Floral induction and monocarpic versuspolycarpic life histories
Genome Biology volume 10, Article number: 228 (2009)
Recent work in Arabis alpina, a perennial relative of Arabidopsis, has uncovered subtle differences in control of a gene that represses flowering which contributes to the polycarpic habit.
There are two extremes of life-history strategies in plants and animals - semelparity and iteroparity . Semelparity is sometimes referred to as the 'big-bang reproductive strategy' , as semelparous species devote most of their energy and resources to maximizing the number of offspring in a single cycle of reproduction, and die soon after reproducing. Semelparity may be advantageous when the prospects for long-term survival are low. Iteroparous species, in contrast, reproduce multiple times, a strategy that may be advantageous when prospects for long-term survival are good.
In the plant kingdom, there are extreme examples of both strategies. At one end of the iteroparous spectrum are redwood trees, which can live for several thousand years with several thousand cycles of reproduction. In contrast, the popular semelparous research model Arabidopsis thaliana can complete its life cycle in less than two months, and once Arabidopsis produces a certain number of offspring it rapidly senesces and dies, even under optimal growth conditions  (Figure 1).
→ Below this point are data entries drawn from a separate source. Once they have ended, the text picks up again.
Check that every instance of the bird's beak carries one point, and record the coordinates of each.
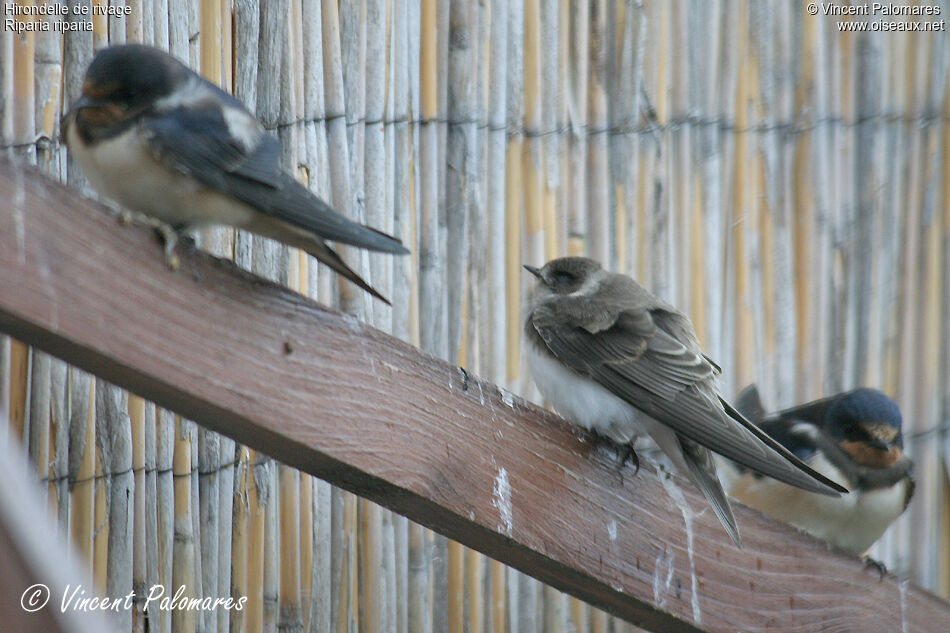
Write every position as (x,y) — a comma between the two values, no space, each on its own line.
(880,445)
(86,101)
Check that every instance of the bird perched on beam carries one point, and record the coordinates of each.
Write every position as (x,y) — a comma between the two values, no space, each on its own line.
(613,358)
(156,137)
(853,438)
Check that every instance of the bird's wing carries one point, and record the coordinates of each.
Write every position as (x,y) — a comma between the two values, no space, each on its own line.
(217,142)
(668,378)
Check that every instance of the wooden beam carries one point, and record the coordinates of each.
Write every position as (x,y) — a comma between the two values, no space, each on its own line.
(327,394)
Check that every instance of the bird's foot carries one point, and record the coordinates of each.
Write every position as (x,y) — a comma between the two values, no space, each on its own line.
(170,237)
(876,564)
(626,454)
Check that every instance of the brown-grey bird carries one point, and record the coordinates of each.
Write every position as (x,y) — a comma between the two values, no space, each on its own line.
(156,137)
(853,438)
(615,359)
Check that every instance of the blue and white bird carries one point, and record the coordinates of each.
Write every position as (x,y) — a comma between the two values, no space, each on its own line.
(153,135)
(854,439)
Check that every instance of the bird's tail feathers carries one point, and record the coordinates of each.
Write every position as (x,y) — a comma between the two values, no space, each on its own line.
(702,470)
(331,258)
(793,471)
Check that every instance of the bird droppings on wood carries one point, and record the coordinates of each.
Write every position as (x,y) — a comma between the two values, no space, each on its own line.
(663,576)
(501,499)
(676,494)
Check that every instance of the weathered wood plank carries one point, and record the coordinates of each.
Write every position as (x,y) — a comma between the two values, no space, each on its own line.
(327,394)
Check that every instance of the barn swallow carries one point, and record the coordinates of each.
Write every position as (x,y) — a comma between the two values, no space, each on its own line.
(852,438)
(614,359)
(156,137)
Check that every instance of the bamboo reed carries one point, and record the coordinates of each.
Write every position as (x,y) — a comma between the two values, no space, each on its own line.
(183,552)
(243,473)
(136,412)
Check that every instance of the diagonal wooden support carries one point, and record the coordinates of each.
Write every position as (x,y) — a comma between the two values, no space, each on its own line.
(322,392)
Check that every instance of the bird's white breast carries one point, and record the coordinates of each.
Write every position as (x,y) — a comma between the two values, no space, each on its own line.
(852,521)
(581,400)
(124,169)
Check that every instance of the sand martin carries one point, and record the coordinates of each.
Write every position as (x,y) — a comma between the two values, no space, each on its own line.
(613,358)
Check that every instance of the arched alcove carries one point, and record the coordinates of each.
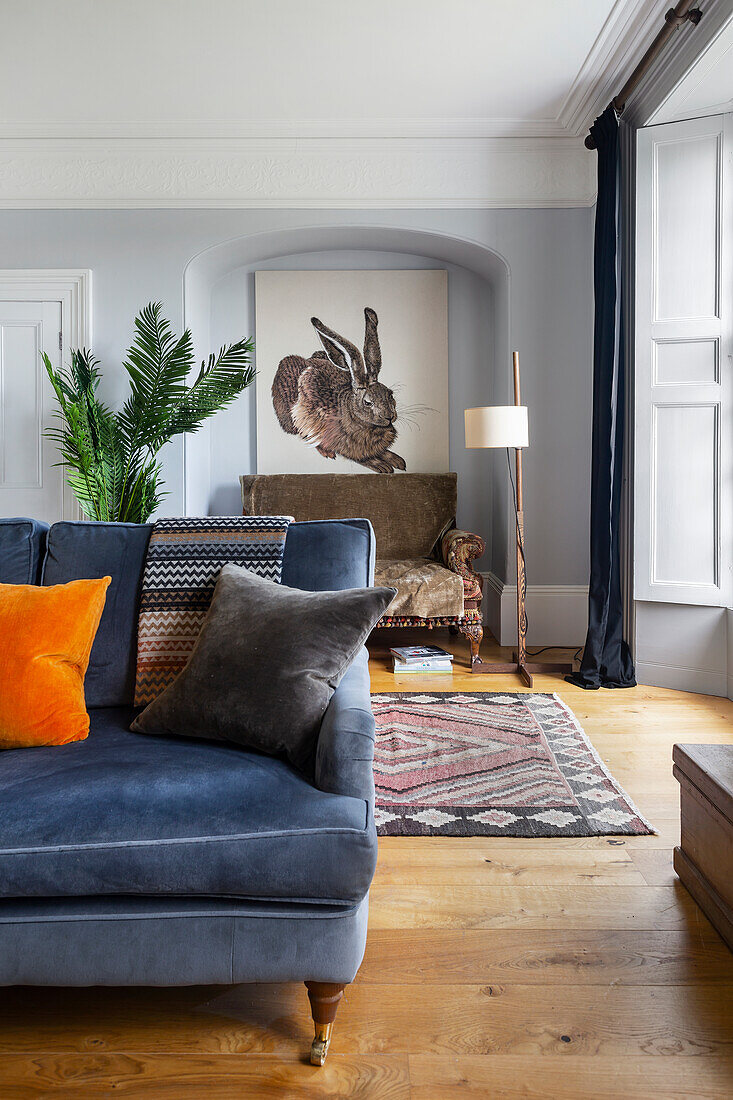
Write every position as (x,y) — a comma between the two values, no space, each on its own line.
(219,307)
Plants that live and reproduce for many years, such as redwoods, are often referred to as perennials. Plants such as Arabidopsis that typically survive only a single growing season are often referred to as annuals. However, the different life-history strategies of plants are better described by the terms monocarpic (semelparous; reproduces once and dies) and polycarpic (iteroparous; reproduces repeatedly), instead of annual and perennial, respectively. For example, perennial is hard to define, because there are plants that live for many years without flowering and then flower once and die. A striking example is the Haleakalā silversword, Argyroxiphium sandwicense, which may live for more than 50 years before flowering and dying (Figure 1).
The molecular basis for the death of monocarpic plants like Arabidopsis after reproduction is not well understood. Plants develop from regions of stem cells called meristems. The shoot apical meristem (SAM) produces cells that differentiate into stems, leaves and flowers. In many monocarpic plants, including Arabidopsis, all active SAMs convert to flower production (that is, become inflorescence meristems). In Arabidopsis, when a certain number of seeds have been produced the inflorescence meristems stop growing, although they do not undergo terminal differentiation, and the whole plant senesces as the seeds mature . Perhaps inflorescence meristem arrest after reproduction and the subsequent death is a specific genetic program in Arabidopsis, or perhaps the plants simply do not have the energy to sustain further growth from these inflorescence meristems - the plants 'burn out' in the effort to produce as many offspring as possible .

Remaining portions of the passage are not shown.